For trips short enough not to fully adapt (one to four nights at the destination), the most effective strategy is sometimes not to attempt to fully shift to local time — and instead stay partially on your home schedule.
For longer trips, pre-trip phase-shifting can substantially reduce on-arrival jet lag. Begin shifting your sleep schedule toward the destination time zone several days before departure, at a rate of approximately 30 minutes to 1 hour per day.
For eastward travel: begin going to bed and waking up earlier than usual three to four days before departure. Combine with morning bright light exposure and small evening doses of melatonin a few hours before your target bedtime.

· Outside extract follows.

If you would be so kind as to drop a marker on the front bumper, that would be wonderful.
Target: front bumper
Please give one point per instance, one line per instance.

For westward travel: begin going to bed and waking up later than usual. Avoid morning bright light; seek evening light. Small morning doses of melatonin can help.
What Does Not Work Well

Several common jet lag interventions have poor support in research: sleeping pills on the destination flight (sedative-induced sleep does not shift your circadian clock); heavy alcohol consumption (disrupts sleep architecture); “powering through” without rest (only works if you expose yourself to local light); excessive caffeine (disrupts sleep onset for many hours).
Sample Protocol for Eastward Travel

Consider a traveler flying from New York to Paris (six time zones east) on an evening departure:
Three to four days before departure: Begin shifting bedtime earlier by 30-60 minutes per night. Get bright morning light immediately on waking. Avoid bright light in the evening. Take small melatonin doses (0.3-0.5 mg) approximately 4-5 hours before your gradually-shifting bedtime.
Day of departure: Continue the shifted schedule. Eat a normal dinner before boarding. Avoid alcohol on the flight. Sleep on the plane if possible.
On arrival in Paris (morning local time): Get outside in sunlight as soon as possible. Walk for at least 30 minutes in direct light. Eat breakfast on local schedule. Avoid napping.
Evening of arrival: Avoid bright lights after dinner. Take 0.3-0.5 mg melatonin approximately 2 hours before target bedtime. Aim to be in bed by 10 PM local.
Days 2-4: Continue morning light exposure, evening light avoidance, and small evening melatonin doses. Eat on local schedule. Avoid catching up on missed sleep by sleeping late in the morning.
For westward travel, apply the inverse protocol: shift bedtime later before departure, avoid morning light on arrival, seek evening light, take small morning melatonin doses.
The Bottom Line
For most one-time travelers crossing time zones once a year or so, these strategies are within the range of what research supports as both safe and effective. The mistakes most travelers make — wrong direction of light, wrong dose and timing of melatonin, expectation that jet lag should resolve in one day — are correctable once you understand what the underlying clock is actually doing.